Practical and Theoretical Implications

By foregrounding system scaling as a first-class research agenda, the paper influences both engineering practice and theoretical inquiry. Harness-level design determines agent reliability, memory trust, skill adaptability, and safe evolution in realistic deployment. As foundation models saturate benchmark performance, longitudinal harness evaluation—including memory hygiene and communication fidelity—becomes indispensable for mature agentic systems. Future developments in AI should thus prioritize system-level benchmarks, modular and auditable harness implementations, and explicit mechanisms for safe, adaptive agent evolution.

Conclusion

This work defines the next major bottleneck in agentic AI as harness-level system scaling.
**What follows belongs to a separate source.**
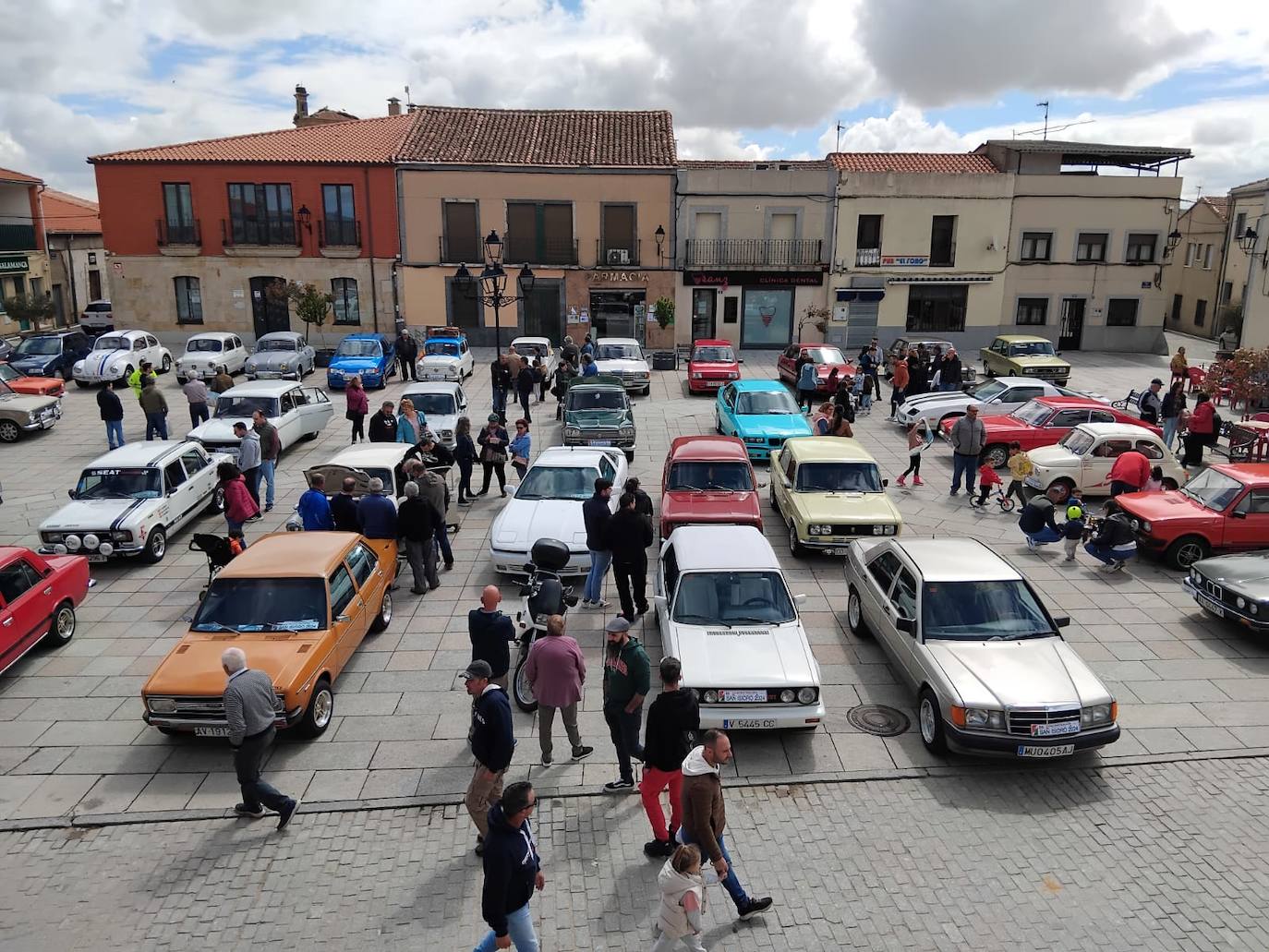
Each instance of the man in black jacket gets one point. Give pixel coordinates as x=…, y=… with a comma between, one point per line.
x=492, y=742
x=671, y=721
x=513, y=870
x=630, y=534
Advances in foundation model capability must be complemented by structured, modular, auditable agent harnesses to deliver persistent, reliable, and verifiable long-horizon agentic behavior. Claude Code, OpenClaw, and CheetahClaws demonstrate that harness choices directly shape agent trajectory quality and longitudinal memory hygiene. The field must now develop benchmarks, standards, and engineering practices that treat memory, context governance, skill routing, orchestration, verification, and agent evolution as primary objects of design and evaluation, moving beyond one-shot task accuracy toward persistent systems reliability.